Cette série est une minuscule partie de son colossal travail sur Walmart. Quant il part en Europe en 91, Walmart est déjà une grande entreprise, mais quand il rentre aux Etats-Unis en 1997, il s’aperçoit que la chaîne est présente absolument partout. C’est ainsi que débute l’odyssée Walmart. Passant ses journées dans les rayons, il documente la multinationale sous toutes ses coutures pour des raisons esthétiques tout autant que sociologiques. D’abord en faisant des photos puis en peignant directement sur place. Consommateurs, postures, rayons, rencontres et produits y sont traités avec récurrence et par touches au travers de leurs formes et de leurs couleurs.

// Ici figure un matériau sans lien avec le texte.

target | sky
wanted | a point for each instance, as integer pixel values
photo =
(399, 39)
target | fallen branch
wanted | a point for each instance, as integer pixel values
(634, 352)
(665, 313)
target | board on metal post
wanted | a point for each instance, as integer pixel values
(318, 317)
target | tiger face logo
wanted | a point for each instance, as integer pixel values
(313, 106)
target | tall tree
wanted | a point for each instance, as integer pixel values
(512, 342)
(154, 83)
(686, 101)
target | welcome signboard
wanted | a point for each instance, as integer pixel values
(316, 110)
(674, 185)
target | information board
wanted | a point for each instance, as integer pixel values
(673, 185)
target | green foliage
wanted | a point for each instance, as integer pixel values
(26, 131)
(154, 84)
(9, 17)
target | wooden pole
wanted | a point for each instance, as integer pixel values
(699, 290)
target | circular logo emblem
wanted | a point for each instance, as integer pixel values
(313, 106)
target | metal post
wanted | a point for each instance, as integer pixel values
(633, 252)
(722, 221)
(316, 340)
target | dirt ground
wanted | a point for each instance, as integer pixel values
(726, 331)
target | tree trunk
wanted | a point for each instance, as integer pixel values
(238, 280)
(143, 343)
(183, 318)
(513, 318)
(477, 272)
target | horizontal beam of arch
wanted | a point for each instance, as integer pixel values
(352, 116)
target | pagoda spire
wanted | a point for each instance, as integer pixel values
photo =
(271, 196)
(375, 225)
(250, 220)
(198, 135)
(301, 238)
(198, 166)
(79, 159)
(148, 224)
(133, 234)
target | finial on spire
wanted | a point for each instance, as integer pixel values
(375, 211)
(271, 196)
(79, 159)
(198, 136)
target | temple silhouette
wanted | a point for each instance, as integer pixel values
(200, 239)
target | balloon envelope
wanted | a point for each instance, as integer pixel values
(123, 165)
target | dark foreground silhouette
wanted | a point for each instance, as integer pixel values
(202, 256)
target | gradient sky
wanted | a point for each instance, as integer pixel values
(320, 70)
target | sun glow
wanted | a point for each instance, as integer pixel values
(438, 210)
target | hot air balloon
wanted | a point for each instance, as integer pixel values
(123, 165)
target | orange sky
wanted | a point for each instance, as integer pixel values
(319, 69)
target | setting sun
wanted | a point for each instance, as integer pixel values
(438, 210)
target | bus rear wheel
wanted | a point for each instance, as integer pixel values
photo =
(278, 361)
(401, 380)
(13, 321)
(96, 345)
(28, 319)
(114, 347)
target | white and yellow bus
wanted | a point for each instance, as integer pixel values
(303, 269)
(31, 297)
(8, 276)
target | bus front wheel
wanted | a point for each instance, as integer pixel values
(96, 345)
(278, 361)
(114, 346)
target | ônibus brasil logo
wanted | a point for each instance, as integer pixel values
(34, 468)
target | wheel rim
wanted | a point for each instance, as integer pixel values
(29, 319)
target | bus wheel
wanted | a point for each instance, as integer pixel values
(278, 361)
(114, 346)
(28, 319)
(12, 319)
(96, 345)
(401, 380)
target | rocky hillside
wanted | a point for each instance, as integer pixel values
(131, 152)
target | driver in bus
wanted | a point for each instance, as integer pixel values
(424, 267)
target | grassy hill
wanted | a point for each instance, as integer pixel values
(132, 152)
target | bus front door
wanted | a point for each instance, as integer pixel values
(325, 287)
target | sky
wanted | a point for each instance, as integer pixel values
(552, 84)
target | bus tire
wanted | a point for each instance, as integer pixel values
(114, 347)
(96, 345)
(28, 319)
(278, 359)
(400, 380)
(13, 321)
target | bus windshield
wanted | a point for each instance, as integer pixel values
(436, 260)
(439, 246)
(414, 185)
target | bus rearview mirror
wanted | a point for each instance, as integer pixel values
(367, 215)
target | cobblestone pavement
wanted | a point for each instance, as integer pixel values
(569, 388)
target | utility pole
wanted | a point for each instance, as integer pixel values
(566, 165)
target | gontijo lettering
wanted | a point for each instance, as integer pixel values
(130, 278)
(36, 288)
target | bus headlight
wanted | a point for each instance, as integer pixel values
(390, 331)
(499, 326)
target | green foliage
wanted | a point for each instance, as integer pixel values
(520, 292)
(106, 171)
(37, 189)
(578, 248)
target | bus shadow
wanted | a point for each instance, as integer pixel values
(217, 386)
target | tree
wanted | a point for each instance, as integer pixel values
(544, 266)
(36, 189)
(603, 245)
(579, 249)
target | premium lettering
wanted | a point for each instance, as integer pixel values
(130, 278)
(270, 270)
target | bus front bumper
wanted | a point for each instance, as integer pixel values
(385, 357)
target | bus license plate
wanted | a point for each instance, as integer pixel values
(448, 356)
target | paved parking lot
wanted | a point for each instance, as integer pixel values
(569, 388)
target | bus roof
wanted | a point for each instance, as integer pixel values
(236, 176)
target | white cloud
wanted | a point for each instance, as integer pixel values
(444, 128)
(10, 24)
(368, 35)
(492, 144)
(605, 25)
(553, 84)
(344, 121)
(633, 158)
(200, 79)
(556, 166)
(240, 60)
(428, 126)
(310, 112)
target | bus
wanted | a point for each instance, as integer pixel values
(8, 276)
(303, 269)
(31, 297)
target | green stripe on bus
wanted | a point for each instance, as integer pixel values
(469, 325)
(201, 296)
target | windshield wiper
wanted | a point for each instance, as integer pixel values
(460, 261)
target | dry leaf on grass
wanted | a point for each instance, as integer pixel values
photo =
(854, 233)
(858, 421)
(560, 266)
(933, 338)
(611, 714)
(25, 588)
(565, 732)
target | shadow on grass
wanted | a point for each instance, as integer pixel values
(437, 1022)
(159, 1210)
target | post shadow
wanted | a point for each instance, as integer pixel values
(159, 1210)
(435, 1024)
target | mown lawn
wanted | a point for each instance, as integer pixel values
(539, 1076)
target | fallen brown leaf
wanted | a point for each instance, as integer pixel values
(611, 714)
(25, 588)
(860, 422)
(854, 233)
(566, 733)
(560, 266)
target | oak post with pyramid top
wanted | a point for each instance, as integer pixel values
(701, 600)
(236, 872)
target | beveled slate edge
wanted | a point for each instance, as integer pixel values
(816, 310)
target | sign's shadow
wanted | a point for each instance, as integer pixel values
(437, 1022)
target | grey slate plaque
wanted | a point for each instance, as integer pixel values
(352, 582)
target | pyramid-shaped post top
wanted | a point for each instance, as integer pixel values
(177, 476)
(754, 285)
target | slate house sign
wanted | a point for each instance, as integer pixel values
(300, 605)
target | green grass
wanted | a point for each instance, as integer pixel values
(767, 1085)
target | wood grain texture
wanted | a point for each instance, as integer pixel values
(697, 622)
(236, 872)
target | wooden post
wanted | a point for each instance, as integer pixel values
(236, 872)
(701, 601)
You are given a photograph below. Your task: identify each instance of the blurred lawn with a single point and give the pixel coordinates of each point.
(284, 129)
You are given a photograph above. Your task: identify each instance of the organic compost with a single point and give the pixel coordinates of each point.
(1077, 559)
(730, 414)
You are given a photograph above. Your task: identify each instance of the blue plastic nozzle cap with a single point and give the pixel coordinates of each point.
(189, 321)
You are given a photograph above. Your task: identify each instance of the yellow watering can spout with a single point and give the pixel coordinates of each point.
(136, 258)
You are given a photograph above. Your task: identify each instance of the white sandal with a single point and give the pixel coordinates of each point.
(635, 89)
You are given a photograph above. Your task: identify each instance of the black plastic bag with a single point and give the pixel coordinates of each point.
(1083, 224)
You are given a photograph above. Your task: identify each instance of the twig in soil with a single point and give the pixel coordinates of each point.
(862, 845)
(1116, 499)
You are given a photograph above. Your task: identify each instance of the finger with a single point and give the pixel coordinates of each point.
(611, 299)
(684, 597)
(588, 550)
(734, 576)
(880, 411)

Rendre poétique le quotidien, c’est là tout son art. Parce que que 90% des personnes qui viennent là ne sont jamais rentrées dans un musée et parce que c’est certainement « l’architecture intérieure la plus visitée sur la planète et probablement la plus démocratique » précise t-il à Alec Baldwin dans une interview.

Son travail a été présenté à New York, Shanghai, Toronto et Boston. Il a fait l’objet d’un papier très documenté dans the New Yorker mais aussi Time Magazine, The Boston Globe ou Art in America.